Bitmain and two other chip makers will commence manufacturing Etherium ASIC, as such investment rating for AMD and NVIDIA are adjusted based on the expected hit. AMD will be affected hard by this.

Rolland further estimated that ethereum mining-related sales accounted for about 20% of AMD's sales and 10% of NVIDIA's revenue - strong numbers that if declining, would surely impact share value and company valuation. As a result, the analyst lowered his price target for AMD shares to $7.50 from $13, representing a 29% reduction from Friday's close.

Forecast for NVIDIA shares was also reduced to $200 from $215, but NVIDIA didn't see a downgraded state - it remained at neutral - while AMD was downgraded from neutral to negative. The reasoning? "NVIDIA has a stronger and more durable gaming franchise which would help it work through this potential Ethereum-related unwind," he wrote.

https://www.techpowerup.com/242717/...look-as-bitmain-preps-to-launch-ethereum-asic

On another note AMD continues to do more driver development for miners!

As an added bonus for cryptocurrency miners, this latest driver revision also fixes some issues with lower performance on some blockchain workloads.
https://www.techpowerup.com/242711/amd-releases-radeon-software-adrenalin-18-3-4-beta-drivers
 
Last edited:
All they did with the recent driver was fix the cryptonight bug that had been hampering Vega 56/64 hashrate performance on normal drivers.
Vega cards weren't detecting Compute mode on newer drivers, which is why anyone mining e.g. Monero could only use the old drivers from August 2017.

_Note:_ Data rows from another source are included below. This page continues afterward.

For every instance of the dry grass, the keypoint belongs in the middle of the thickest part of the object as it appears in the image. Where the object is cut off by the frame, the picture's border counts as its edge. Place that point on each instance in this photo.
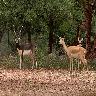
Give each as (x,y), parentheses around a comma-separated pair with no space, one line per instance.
(44,82)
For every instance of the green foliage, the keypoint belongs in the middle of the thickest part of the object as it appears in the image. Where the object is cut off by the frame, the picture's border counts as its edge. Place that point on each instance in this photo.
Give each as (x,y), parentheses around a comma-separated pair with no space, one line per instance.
(38,16)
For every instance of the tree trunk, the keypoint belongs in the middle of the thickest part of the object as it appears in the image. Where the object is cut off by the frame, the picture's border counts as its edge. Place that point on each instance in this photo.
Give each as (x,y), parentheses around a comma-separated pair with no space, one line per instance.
(88,19)
(51,29)
(86,24)
(77,35)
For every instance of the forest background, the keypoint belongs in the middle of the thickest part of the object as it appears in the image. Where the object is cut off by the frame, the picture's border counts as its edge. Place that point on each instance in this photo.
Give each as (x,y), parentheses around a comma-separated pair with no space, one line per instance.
(43,22)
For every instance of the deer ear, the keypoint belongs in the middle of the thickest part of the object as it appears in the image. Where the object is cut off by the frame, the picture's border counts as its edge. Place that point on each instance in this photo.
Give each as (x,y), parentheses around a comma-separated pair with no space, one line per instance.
(81,39)
(59,37)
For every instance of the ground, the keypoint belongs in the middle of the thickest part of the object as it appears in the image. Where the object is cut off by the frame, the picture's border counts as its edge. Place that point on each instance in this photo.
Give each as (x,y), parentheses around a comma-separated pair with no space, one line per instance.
(44,82)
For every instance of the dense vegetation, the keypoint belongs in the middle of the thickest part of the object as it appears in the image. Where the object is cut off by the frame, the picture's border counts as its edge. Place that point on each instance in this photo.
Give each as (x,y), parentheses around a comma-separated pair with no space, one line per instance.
(42,22)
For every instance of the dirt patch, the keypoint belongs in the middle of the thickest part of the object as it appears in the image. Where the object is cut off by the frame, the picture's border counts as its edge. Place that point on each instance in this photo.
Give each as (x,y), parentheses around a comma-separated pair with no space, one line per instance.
(43,82)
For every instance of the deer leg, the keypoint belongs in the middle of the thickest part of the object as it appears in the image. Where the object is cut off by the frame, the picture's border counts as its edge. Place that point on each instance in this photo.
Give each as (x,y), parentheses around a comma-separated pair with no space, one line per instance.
(72,64)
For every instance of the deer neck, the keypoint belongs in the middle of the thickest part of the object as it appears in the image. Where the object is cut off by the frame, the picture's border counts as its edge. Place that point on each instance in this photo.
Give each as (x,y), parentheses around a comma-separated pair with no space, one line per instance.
(65,47)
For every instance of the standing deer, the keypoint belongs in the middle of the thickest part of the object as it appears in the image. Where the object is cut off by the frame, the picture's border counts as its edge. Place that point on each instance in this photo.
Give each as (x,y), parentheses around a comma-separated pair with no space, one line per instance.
(80,41)
(77,52)
(25,49)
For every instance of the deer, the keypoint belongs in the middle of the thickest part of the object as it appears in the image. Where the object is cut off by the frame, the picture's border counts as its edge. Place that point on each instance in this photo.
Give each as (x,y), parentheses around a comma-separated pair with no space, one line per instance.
(76,52)
(80,41)
(25,49)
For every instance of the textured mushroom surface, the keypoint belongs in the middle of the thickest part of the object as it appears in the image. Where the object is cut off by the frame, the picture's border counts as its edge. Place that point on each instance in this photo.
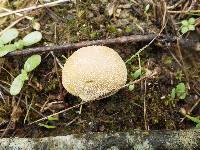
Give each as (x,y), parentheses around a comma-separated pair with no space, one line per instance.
(93,72)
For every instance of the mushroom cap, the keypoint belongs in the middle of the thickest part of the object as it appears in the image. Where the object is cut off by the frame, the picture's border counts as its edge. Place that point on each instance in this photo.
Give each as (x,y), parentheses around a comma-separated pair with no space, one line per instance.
(93,72)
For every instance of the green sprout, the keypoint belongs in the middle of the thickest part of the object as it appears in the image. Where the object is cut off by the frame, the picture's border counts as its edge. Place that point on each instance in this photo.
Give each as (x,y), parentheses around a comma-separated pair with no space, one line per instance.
(179,92)
(11,34)
(193,119)
(187,25)
(31,63)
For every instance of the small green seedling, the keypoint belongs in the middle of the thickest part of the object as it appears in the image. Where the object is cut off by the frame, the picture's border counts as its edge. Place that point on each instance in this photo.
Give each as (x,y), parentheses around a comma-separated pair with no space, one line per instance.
(187,25)
(137,74)
(131,87)
(179,92)
(31,63)
(8,36)
(193,119)
(11,34)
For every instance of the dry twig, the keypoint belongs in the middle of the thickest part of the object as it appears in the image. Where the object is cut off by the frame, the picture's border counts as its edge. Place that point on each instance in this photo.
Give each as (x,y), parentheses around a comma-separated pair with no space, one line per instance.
(119,40)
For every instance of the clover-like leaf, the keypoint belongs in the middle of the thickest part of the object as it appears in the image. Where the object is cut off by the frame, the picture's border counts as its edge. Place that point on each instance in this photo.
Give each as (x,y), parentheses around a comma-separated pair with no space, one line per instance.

This was not a problem for large-scale miners as those don't give a shit about game optimization updates so they were happy to use the old driver.
There's no "blockchain optimization" to increase mining performance of AMD cards. It only allows gamers with a Vega 56/64 to be able to mine Monero during idle times.

As a gamer who's been using his Vega 64 to mine XMR to keep the house warmer during winter and eventually hold some very solid cryptocurrency that is actively fighting Bitmain's centralized PoW, I welcome these news.
It might also get more gamers onboard to pay more for a Vega card when production scales up and prices go down, if the algorithm change the XMR team is imposing to kill ASIC efficiency is successful (which it should).
 
NVIDIA CEO: cryptocurrency mining “is not our business”

While promoting the benefits of GPUs for the cryptocurrency market, he maintains that cryptocurrency mining is not NVIDIA’s business. Instead, GTC’s major focus is to leverage the power of the GPU in systems like the newly launched DGX-2, Tesla, Drive, and GV100s to make advancements in gaming, workstation, artificial intelligence, healthcare and cloud computing.

Quite frankly, I prefer that our GPUs are available to be used in those areas,” Huang stated, referring to AI and gaming. “And the reason is that there is so much shortage of GPUs at the moment. It’s hard for us to keep it in stock.”